I have a Python web application in which the client (Ember.js) communicates with the server via WebSocket (I am using Flask-SocketIO). Apart from the WebSocket server the backend does two more things that are worth to be mentioned:
- Doing some image conversion (using graphicsmagick)
- OCR incoming images from the client (using tesseract)
When the client submits an image its entity is created in the database and the id is put in an image conversion queue. The worker grabs it and does image conversion. After that the worker puts it in the OCR queue where it will be handled by the OCR queue worker.
So far so good.

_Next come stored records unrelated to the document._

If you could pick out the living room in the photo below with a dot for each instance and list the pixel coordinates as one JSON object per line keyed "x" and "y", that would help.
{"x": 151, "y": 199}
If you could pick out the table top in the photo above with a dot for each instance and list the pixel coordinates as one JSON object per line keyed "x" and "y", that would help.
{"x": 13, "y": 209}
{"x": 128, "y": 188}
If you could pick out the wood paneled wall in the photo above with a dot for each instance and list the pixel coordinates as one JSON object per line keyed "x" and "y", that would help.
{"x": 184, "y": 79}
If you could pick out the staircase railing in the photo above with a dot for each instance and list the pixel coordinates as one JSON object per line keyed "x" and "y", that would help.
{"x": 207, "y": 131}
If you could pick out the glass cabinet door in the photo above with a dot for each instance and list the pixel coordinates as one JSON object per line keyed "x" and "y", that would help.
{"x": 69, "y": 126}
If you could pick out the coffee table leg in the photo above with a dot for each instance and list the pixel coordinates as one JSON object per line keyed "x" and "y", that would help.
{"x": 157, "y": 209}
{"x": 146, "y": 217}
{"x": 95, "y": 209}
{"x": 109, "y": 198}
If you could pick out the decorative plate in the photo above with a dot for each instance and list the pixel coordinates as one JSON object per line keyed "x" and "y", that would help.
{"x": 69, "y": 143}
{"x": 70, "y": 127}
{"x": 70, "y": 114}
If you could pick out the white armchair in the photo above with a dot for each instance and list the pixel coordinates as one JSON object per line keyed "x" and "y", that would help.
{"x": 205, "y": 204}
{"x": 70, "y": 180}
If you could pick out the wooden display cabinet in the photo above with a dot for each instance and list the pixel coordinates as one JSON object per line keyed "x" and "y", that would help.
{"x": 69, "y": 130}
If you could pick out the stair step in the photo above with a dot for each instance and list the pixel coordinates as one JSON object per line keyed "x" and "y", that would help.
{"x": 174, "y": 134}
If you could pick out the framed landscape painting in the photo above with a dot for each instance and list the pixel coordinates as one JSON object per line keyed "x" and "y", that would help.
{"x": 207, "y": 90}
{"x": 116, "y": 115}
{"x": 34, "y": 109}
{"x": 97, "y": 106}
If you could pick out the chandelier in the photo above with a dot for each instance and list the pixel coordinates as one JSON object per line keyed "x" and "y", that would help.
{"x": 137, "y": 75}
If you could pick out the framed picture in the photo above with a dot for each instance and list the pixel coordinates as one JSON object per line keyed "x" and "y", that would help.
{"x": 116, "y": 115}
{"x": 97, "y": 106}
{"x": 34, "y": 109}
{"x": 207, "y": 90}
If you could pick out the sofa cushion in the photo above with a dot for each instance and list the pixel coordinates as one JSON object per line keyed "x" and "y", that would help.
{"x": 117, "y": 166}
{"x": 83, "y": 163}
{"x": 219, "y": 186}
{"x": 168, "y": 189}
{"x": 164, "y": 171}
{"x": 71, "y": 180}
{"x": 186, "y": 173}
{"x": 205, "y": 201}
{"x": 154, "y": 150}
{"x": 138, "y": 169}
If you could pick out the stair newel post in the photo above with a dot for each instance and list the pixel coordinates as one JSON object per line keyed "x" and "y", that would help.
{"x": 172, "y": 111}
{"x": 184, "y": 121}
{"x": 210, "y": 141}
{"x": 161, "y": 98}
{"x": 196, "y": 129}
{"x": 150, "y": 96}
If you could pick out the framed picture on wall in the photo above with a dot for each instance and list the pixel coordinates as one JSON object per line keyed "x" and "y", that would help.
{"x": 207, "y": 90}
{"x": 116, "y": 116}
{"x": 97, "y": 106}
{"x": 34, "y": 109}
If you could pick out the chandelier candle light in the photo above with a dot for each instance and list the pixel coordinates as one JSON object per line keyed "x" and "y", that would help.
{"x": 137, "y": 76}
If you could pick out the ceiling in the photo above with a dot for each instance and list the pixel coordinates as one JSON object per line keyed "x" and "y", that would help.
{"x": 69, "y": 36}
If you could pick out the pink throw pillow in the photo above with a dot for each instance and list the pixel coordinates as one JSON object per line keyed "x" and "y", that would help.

The WS requests are handled synchronously in separate threads (Flask-SocketIO uses Eventlet for that) and the heavy computational action happens asynchronously (in separate threads as well).
Now the problem: the whole application runs on a Raspberry Pi 3. If I do not make use of the 4 cores it has I only have one ARMv8 core clocked at 1.2 GHz. This is very little power for OCR. So I decided to find out how to use multiple cores with Python. Although I read about the problems with the GIL) I found out about multiprocessing where it says The multiprocessing package offers both local and remote concurrency, effectively side-stepping the Global Interpreter Lock by using subprocesses instead of threads.
. Exactly what I wanted. So I instantly replaced the
from threading import Thread
thread = Thread(target=heavy_computational_worker_thread)
thread.start()
by
from multiprocessing import Process
process = Process(target=heavy_computational_worker_thread)
process.start()
The queue needed to be handled by the multiple cores as well So i had to change
from queue import Queue
queue = multiprocessing.Queue()
to
import multiprocessing
queue = multiprocessing.Queue()
as well. Problematic: the queue and the Thread libraries are monkey patched by Eventlet. If I stop using the monkey patched version of Thread and Queue and use the one from multiprocsssing
instead then the request thread started by Eventlet blocks forever when accessing the queue.
Now my question:
Is there any way I can make this application do the OCR and image conversion on a separate core?
I would like to keep using WebSocket and Eventlet if that's possible. The advantage I have is that the only communication interface between the processes would be the queue.
Ideas that I already had: - Not using a Python implementation of a queue but rather using I/O. For example a dedicated Redis which the different subprocesses would access - Going a step further: starting every queue worker as a separate Python process (e.g. python3 wsserver | python3 ocrqueue | python3 imgconvqueue). Then I would have to make sure myself that the access on the queue and on the database would be non-blocking
The best thing would be to keep the single process and make it work with multiprocessing, though.